Ogni domanda che ci si pone quindi, intesa a far luce sul passato di questa maestà, resta senza risposta e, in merito, si possono avanzare solamente ipotesi. Forse la maestà venne eretta sulla base d'un'altra preesistente; forse fu innalzata quale punto iniziale o terminale dello stradello; o forse ancora a protezione di quanti attraversavano il canale a guado o tramite il ponte con rotabili.
Alla totale mancanza di notizie al riguardo, contribuisce non poco l'esistenza d'un più famoso oratorio (detto del Cipollino), situato sullo stesso stradello, ma soggetto alla parrocchia di Casinalbo sotto l'invocazione del Santissimo Crocefisso.

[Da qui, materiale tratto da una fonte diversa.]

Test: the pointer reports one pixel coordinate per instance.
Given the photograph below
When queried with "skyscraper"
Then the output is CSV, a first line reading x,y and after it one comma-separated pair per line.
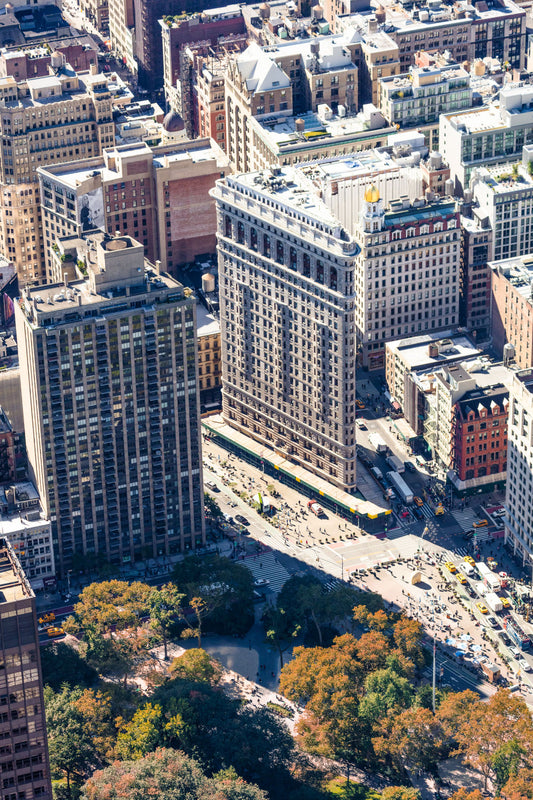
x,y
111,410
23,746
287,309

L'unica cosa certa - anche se non documentata - è l'antichissima origine della maestà, in ragione dell'etimologia dello stradello: "romano" del luogo: "Cipollino"; del ponte sul canale detto "di Sanguinetto", nominato questo intorno al 1201, per una sconfitta subita dai modenesi ed opera dei reggiani. Tutte supposizioni, dalle quali però sempre emerge un unico dato: l’epoca remota in cui quel luogo fu teatro di avvenimenti antichi e conosciuti.